Tools: Code Is All You Need

(lucumr.pocoo.org)

313 points Bogdanp | 1 comments | 03 Jul 25 10:51 UTC | HN request time: 0s | source

Show context

simonw ◴[03 Jul 25 14:22 UTC] No.44455353[source]▶

Something I've realized about LLM tool use is that it means that if you can reduce a problem to something that can be solved by an LLM in a sandbox using tools in a loop, you can brute force that problem.

The job then becomes identifying those problems and figuring out how to configure a sandbox for them, what tools to provide and how to define the success criteria for the model.

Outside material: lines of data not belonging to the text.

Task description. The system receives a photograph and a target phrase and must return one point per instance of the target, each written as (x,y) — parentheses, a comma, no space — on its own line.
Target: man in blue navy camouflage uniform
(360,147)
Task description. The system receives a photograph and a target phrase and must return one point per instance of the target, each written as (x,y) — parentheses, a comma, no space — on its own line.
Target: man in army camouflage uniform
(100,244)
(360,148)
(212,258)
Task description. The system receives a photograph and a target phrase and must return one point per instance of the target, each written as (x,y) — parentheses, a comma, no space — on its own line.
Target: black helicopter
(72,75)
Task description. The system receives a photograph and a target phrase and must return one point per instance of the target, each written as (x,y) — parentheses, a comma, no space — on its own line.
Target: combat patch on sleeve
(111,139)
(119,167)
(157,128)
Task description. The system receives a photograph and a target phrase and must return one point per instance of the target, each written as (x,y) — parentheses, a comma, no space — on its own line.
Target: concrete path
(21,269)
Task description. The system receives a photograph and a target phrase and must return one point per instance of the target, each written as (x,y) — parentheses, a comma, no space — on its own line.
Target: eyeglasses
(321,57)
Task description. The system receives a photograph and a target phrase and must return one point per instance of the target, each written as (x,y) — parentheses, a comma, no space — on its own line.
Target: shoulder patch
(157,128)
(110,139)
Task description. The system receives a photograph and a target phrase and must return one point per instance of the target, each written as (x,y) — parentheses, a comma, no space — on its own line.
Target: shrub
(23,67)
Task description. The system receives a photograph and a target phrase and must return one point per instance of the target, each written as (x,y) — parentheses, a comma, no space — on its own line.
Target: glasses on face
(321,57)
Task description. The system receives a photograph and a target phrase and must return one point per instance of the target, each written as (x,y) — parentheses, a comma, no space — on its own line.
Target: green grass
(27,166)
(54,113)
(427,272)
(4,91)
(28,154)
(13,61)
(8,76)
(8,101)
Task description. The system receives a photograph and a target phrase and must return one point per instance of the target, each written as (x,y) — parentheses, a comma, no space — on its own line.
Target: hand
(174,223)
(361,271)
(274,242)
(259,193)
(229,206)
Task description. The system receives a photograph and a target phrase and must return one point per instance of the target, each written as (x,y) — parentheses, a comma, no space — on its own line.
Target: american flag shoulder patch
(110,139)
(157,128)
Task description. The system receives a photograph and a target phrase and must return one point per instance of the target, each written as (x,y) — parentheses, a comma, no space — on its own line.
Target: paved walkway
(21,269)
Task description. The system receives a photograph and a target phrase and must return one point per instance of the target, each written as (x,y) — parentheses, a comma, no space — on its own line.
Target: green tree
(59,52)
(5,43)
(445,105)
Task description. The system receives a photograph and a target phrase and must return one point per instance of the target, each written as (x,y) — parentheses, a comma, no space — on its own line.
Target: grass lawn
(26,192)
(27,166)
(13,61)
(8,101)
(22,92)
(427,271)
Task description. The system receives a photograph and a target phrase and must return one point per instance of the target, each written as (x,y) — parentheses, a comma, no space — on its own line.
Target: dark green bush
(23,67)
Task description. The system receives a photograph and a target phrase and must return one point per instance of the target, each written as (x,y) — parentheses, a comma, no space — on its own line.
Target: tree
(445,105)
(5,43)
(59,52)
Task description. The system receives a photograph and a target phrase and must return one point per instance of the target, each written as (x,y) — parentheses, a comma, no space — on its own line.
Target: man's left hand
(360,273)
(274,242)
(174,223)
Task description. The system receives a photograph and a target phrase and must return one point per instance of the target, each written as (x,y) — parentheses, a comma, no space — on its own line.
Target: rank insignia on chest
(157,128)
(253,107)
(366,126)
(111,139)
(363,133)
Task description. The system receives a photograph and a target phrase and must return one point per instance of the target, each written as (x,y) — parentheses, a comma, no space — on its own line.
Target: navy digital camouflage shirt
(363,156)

That still takes significant skill and experience, but it's at a higher level than chewing through that problem using trial and error by hand.

My assembly Mandelbrot experiment was the thing that made this click for me: https://simonwillison.net/2025/Jul/2/mandelbrot-in-x86-assem...

replies(7): >>44455435 #>>44455688 #>>44456119 #>>44456183 #>>44456944 #>>44457269 #>>44458980 #

nico ◴[03 Jul 25 15:34 UTC] No.44456119[source]▶

>>44455353 #

> LLM in a sandbox using tools in a loop, you can brute force that problem

Does this require using big models through their APIs and spending a lot of tokens?

Or can this be done either with local models (probably very slow), or with subscriptions like Claude Code with Pro (without hitting the rate/usage limits)?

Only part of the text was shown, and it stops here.